In so many ways, the new location of beloved Sellwood coffee shop Either/Or feels just like what owner Ro Tam wanted to do all along.

Opened five years ago in Sellwood, the original Either/Or remains a quaint spot to grab Tam’s famous Tanglewood chai or a coffee mocktail, and read poetry magazines. But it seems that Tam had an eye for more: In 2016, she and her brother Simon opened Tam, serving excellent wonton soup harkening back to the family’s Taiwanese roots. After just a few months, however, a flood closed the shop for good.

Now on North Williams, the second Either/Or is a restaurant, coffee shop, and/or bar, depending on the time of day. Tam teamed up with two of the former minds behind the Scandinavian-influenced Fenrir, Tyler Hauptman, Angela Fink, and Ian Wilson. Fink is the bar manager behind the slushy and cocktail program, Hauptman is their wine guy, while Wilson is the menu man.

The result is a place where you could hypothetically spend an entire day inside Either/Or’s emerald green walls, listening to whatever’s spinning on the twin turntables. Start in the morning with an espresso flight ($8) starring a strangely salty but great Costa Rican blend and one adorable shortbread cookie, alongside a plate of griddle-fresh breakfast tacos heaped with egg, beans, and salsa ($9). Ease into afternoon with an “am cocktail” of Campari and cold brew, and finish the night sucking down a classic steak tartare with capers and egg yolk ($12), and the amazingly smoky yet fresh Devil in a White Dress ($10), a blend of Scotch, crème de cacao, St. Germain, lemon, and egg white.

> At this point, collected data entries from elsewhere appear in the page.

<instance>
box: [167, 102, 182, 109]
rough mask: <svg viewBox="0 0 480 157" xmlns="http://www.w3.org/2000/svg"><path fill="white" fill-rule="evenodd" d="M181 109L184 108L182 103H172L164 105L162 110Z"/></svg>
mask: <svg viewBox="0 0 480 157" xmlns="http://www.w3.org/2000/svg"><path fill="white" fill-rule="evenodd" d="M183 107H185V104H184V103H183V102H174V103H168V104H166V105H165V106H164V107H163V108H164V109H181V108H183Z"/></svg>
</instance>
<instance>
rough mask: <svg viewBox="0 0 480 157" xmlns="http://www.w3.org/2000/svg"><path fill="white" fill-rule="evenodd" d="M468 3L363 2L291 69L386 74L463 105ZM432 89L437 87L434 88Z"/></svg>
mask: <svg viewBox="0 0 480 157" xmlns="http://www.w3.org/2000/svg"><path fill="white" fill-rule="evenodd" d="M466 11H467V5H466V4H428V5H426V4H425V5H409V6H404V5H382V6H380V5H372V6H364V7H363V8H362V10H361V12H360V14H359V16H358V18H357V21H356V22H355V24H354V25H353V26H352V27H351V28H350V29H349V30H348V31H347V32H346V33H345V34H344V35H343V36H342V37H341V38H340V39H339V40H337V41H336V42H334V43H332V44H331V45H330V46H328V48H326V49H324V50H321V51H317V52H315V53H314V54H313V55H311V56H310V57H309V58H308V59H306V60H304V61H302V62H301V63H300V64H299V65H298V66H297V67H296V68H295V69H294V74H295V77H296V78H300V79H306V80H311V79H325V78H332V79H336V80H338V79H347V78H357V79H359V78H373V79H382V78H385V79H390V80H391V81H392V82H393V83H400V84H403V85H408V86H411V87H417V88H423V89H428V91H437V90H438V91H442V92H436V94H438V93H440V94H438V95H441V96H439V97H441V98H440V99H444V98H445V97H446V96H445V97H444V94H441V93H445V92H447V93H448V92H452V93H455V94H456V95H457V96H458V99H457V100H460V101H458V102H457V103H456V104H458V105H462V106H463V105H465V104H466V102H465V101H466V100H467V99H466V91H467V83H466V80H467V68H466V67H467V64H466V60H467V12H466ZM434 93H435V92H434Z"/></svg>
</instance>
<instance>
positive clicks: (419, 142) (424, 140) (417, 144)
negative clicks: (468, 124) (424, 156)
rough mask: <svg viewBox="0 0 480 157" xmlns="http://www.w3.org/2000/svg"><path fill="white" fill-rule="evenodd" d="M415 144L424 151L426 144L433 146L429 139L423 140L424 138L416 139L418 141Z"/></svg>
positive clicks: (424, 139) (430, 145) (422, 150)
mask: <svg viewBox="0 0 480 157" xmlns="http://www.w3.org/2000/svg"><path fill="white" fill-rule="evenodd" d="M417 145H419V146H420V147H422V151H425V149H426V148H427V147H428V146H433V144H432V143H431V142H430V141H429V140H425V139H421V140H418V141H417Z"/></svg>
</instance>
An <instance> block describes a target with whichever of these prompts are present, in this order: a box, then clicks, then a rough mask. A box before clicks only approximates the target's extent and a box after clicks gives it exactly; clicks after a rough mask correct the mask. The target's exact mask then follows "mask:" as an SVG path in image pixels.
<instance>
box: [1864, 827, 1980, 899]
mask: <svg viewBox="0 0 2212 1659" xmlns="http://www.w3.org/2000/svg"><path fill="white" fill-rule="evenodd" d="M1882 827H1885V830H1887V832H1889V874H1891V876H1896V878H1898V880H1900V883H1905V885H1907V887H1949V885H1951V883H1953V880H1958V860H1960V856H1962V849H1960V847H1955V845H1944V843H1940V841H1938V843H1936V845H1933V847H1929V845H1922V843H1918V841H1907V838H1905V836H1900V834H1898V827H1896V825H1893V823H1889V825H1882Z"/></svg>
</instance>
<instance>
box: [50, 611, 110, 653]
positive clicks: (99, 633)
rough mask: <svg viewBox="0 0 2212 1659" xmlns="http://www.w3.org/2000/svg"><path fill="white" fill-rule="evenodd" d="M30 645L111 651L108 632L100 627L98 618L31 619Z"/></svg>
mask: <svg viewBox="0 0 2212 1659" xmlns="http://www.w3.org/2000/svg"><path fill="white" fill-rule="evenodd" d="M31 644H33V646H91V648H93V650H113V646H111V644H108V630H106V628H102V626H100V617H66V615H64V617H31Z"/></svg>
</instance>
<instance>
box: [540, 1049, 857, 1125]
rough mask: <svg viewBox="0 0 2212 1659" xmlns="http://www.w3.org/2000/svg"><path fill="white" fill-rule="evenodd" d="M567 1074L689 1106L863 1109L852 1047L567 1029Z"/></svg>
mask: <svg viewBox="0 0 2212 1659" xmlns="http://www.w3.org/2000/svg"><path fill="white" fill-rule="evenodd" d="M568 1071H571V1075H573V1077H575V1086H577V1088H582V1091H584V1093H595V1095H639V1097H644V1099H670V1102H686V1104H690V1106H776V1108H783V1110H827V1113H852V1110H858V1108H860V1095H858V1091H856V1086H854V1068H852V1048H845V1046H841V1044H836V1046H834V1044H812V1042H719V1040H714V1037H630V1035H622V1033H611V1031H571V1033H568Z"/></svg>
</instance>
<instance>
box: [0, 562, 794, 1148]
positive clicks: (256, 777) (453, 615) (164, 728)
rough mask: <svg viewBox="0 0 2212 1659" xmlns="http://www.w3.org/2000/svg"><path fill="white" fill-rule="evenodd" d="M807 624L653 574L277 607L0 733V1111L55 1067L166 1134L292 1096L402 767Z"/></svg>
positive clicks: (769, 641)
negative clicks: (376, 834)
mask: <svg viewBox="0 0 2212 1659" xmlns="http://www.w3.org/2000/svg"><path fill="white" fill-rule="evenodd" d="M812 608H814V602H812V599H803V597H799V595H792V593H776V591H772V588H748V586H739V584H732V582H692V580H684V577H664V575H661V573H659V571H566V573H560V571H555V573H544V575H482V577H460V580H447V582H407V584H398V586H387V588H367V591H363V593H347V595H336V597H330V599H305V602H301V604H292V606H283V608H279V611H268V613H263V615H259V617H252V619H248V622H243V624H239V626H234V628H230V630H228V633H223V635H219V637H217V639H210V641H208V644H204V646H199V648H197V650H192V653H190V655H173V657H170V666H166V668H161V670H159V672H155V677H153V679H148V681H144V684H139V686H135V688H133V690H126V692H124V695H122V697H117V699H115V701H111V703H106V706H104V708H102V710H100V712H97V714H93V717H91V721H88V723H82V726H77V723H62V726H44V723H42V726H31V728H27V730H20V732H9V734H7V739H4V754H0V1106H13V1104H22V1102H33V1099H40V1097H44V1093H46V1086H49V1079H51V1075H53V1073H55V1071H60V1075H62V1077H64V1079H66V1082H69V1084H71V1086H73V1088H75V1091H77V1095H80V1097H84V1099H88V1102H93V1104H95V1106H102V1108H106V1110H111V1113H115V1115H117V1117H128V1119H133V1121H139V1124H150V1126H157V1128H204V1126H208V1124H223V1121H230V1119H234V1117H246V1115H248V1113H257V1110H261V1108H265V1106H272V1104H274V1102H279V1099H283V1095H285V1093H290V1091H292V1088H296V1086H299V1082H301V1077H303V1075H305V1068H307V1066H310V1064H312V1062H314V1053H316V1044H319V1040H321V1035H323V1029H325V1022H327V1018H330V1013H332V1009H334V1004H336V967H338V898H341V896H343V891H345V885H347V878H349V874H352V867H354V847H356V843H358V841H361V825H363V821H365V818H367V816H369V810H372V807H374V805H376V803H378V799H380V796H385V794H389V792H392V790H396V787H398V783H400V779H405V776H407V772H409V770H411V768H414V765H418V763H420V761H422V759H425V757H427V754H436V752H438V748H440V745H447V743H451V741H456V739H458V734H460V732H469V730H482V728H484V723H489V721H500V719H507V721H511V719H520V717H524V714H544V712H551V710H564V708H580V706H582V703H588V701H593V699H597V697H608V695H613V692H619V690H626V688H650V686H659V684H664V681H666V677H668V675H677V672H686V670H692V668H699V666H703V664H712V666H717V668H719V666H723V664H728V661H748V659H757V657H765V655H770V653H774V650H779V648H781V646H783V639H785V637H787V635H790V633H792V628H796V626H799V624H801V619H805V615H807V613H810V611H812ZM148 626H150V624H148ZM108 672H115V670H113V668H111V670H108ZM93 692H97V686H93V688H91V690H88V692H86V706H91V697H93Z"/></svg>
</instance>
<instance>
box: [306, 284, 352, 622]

The food menu is a mish-mash of influences, with a plate of two soft boiled eggs in cups with bread, cheese, and jam ($9) sitting next to a Chinese sausage bowl ($10), rice topped with sweet sausage, kimchi, bok choy, and a six-minute egg. The bowls are available all day, and I’d happily eat the pork belly bowl—braised super soft and oozing soy richness—at any time. (Like any proper coffee shop, pastries are also available at the counter). The only misstep we tried were the nachos, with chips fried to order, mostly because to fully load the plate with house-made chorizo and avocado (because duh), this usually cheap bar food classic runs up to $15. They’re good nachos, but they’re not $15 good.

In the winter, Tam promises to bring back her long-lost wonton soup—and between this ball-sweaty July heat and that, I’m stanning January big time.

Either/Or in Sellwood made its name on non-alcoholic coffee cocktails like the cold brew Old Fashioned ($5). On North Williams, the menu is expanded to include newcomers like the excellent Coffee Flip ($7), cold brew and Tanglewood chai shaken with a raw egg, and topped with nutmeg and an orange twist. In a city where I constantly think I’ve had ALL things coffee, this was a delightful something I’d never seen before.

Hauptman, who’s coming off a couple of years at Pizza Jerk, took his slushie game with him to Either/Or, and it’s worth grabbing a cup of whatever is swirling away. But don’t skip the mixed drinks, which make great use of coffee, Tanglewood chai, and sodas, like the Dirty Chai ($11), which mixes bracing blackstrap rum with chai and cold brew. Just don’t have more than one or you risk being up all night—unless that’s your goal. A tall glass of tequila with Tanglewood honey grapefruit soda, Campari, and lime ($10) sounded excellent, but wound up watered down on too much ice. No mind, every one of the $7 happy hour classic cocktails we tried packed a super solid liquor punch.

There have been a welcome stream of coffee shop-meets-restaurants opening across town (hey there, Proud Mary and Guilder!), but Either/Or seems to be the most successful at making the bar/restaurant/coffee shop prospect anything but an either/or choice.